Skip to content
  • Diego Fronza's avatar
    Add stale-answer-client-timeout option · 3478794a
    Diego Fronza authored and Matthijs Mekking's avatar Matthijs Mekking committed
    The general logic behind the addition of this new feature works as
    folows:
    
    When a client query arrives, the basic path (query.c / ns_query_recurse)
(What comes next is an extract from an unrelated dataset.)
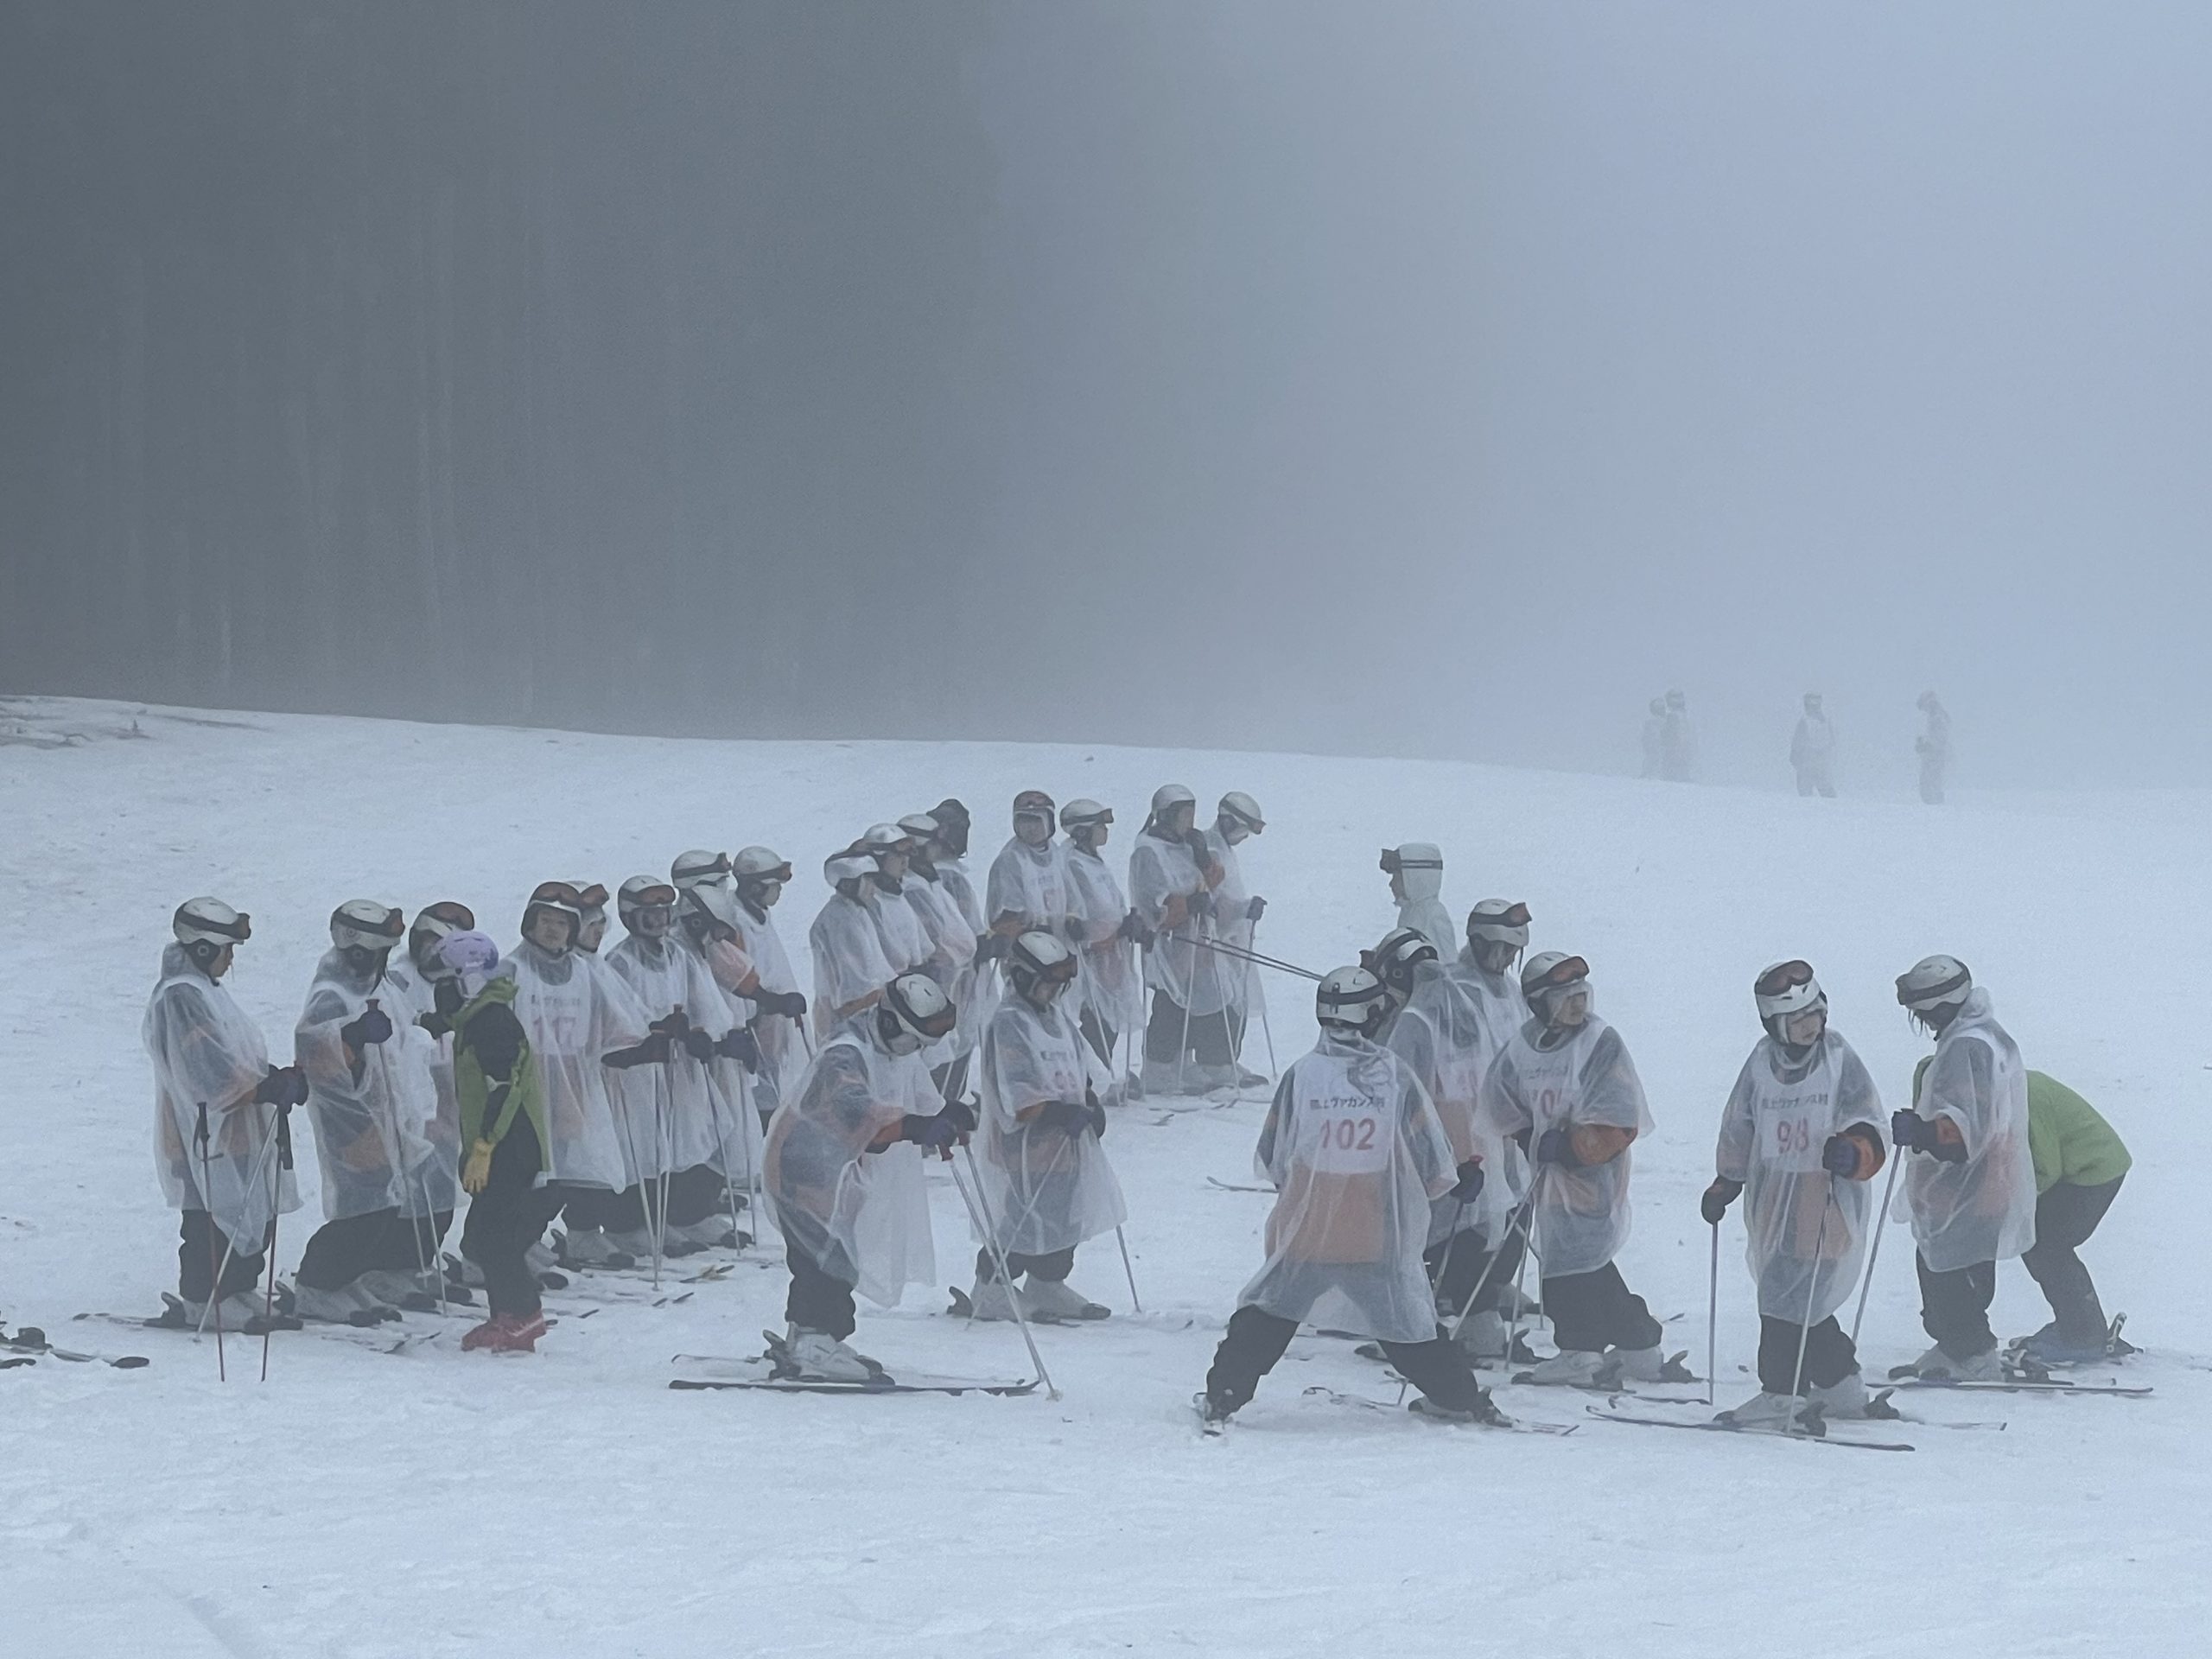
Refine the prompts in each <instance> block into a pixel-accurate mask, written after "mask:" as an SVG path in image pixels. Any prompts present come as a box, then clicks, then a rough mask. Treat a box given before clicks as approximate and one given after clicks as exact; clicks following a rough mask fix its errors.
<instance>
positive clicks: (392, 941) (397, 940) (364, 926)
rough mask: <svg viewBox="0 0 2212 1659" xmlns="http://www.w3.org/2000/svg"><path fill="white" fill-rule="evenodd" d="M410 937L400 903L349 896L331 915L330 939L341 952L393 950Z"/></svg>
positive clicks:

    was to create a fetch, waiting for completion in fetch_callback.
    
    With the introduction of stale-answer-client-timeout, a new event of
    type DNS_EVENT_TRYSTALE may invoke fetch_callback, whenever stale
    answers are enabled and the fetch took longer than
    stale-answer-client-timeout to complete.
    
    When an event of type DNS_EVENT_TRYSTALE triggers fetch_callback, we
    must ensure that the folowing happens:
    
    1. Setup a new query context with the sole purpose of looking up for
       stale RRset only data, for that matters a new flag was added
       'DNS_DBFIND_STALEONLY' used in database lookups.
    
        . If a stale RRset is found, mark the original client query as
          answered (with a new query attribute named NS_QUERYATTR_ANSWERED),
          so when the fetch completion event is received later, we avoid
          answering the client twice.
    
        . If a stale RRset is not found, cleanup and wait for the normal
          fetch completion event.
    
    2. In ns_query_done, we must change this part:
    	/*
    	 * If we're recursing then just return; the query will
    	 * resume when recursion ends.
    	 */
    	if (RECURSING(qctx->client)) {
    		return (qctx->result);
    	}
    
       To this:
    
    	if (RECURSING(qctx->client) && !QUERY_STALEONLY(qctx->client)) {
    		return (qctx->result);
    	}
    
       Otherwise we would not proceed to answer the client if it happened
       that a stale answer was found when looking up for stale only data.
    
    When an event of type DNS_EVENT_FETCHDONE triggers fetch_callback, we
    proceed as before, resuming query, updating stats, etc, but a few
    exceptions had to be added, most important of which are two:
    
    1. Before answering the client (ns_client_send), check if the query
       wasn't already answered before.
    
    2. Before detaching a client, e.g.
       isc_nmhandle_detach(&client->reqhandle), ensure that this is the
       fetch completion event, and not the one triggered due to
       stale-answer-client-timeout, so a correct call would be:
       if (!QUERY_STALEONLY(client)) {
            isc_nmhandle_detach(&client->reqhandle);
       }
    
    Other than these notes, comments were added in code in attempt to make
    these updates easier to follow.
    
    (cherry picked from commit 171a5b75)
    3478794a